There’s no clear winner here; both tools produce clear, readable code that works and explains what it does.
8. Analysis of data and metrics
I also tested whether these tools could help with data analysis or security metrics. Gemini is a big loser here because it doesn’t do this at all – it can only walk you through how to do it in Excel and Power BI. ChatGPT has the advantage thanks to the Data Analyst plugin, which inserts Excel files to generate as many graphs as you want. It also suggests visualization types, and you can change a chart’s design, including color, axes, and labels, via the prompt.
9. Writing user awareness messages
Both tools can also generate emails for security awareness campaigns. I gave them both the following message: “Generate an email used for a security awareness campaign. Be funny and sarcastic. Remind people why they shouldn’t click on random emails from random people.”
Gemini wins here: his email is short, has the right tone, and (although humor is subjective) I found it slightly funnier. ChatGPT still generates the right tone and a good email, but I found it a little too long for an outreach email. In any case, both tools do a great job.
10. Interpretation of compliance frameworks
If you have a quick question about how to implement a compliance framework, these tools can definitely help.

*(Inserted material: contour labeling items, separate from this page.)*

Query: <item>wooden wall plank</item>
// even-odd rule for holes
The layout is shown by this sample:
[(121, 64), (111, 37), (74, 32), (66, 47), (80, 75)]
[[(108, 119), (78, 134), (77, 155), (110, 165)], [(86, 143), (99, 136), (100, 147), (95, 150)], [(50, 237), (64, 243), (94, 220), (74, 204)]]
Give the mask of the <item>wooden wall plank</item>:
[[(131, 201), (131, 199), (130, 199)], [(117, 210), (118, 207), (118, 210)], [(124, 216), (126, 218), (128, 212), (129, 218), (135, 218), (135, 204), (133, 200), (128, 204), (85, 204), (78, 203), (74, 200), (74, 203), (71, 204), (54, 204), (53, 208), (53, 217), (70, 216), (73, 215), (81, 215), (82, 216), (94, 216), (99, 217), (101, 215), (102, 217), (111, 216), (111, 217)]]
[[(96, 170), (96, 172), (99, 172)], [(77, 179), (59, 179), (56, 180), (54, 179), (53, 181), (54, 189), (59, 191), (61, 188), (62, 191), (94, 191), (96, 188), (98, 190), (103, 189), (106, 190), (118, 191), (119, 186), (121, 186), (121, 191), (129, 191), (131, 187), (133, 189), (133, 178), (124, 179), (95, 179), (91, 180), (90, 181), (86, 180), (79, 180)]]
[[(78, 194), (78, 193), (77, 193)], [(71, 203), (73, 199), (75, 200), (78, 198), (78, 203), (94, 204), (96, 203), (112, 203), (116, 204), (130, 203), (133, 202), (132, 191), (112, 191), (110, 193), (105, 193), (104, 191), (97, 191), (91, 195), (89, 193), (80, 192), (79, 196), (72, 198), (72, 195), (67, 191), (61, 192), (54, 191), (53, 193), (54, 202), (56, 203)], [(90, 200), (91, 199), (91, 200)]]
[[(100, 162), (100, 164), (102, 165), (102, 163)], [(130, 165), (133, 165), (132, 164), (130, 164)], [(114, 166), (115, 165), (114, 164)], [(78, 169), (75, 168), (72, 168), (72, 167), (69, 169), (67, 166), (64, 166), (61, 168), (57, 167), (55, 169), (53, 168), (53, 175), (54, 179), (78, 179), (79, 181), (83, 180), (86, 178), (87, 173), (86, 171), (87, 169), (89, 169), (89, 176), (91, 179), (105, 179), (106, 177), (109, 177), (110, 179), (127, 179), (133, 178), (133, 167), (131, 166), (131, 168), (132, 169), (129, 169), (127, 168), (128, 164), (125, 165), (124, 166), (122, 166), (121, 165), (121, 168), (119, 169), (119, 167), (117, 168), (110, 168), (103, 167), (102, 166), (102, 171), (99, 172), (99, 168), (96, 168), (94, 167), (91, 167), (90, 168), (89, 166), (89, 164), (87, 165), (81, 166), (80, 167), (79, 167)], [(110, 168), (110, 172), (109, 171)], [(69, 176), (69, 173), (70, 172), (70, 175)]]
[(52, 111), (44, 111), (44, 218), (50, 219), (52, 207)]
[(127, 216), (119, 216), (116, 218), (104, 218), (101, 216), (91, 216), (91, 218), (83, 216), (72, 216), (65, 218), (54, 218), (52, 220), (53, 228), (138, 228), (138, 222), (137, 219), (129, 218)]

While you may not do this often, they are very helpful when you need them.
If you’ve ever argued with anyone about what constitutes a “significant” change under PCI-DSS and how it should be applied, you’re not alone. I asked each instrument:
“Explain the concept of ‘significant change’ in the context of PCI-DSS. What typically constitutes a significant change? Also list the exact requirements of the standard”
Gemini has the upper hand: it correctly lists the exact requirements of the standard (like 6.4.5 and 6.4.6) and how to interpret whether something represents a significant change. ChatGPT doesn’t mention exactly where this information appears in the standard.
Which AI is better, ChatGPT or Gemini?
Here it is. Depending on your use case, both tools can be a useful ally to increase productivity and help you with daily tasks in the trenches of cybersecurity.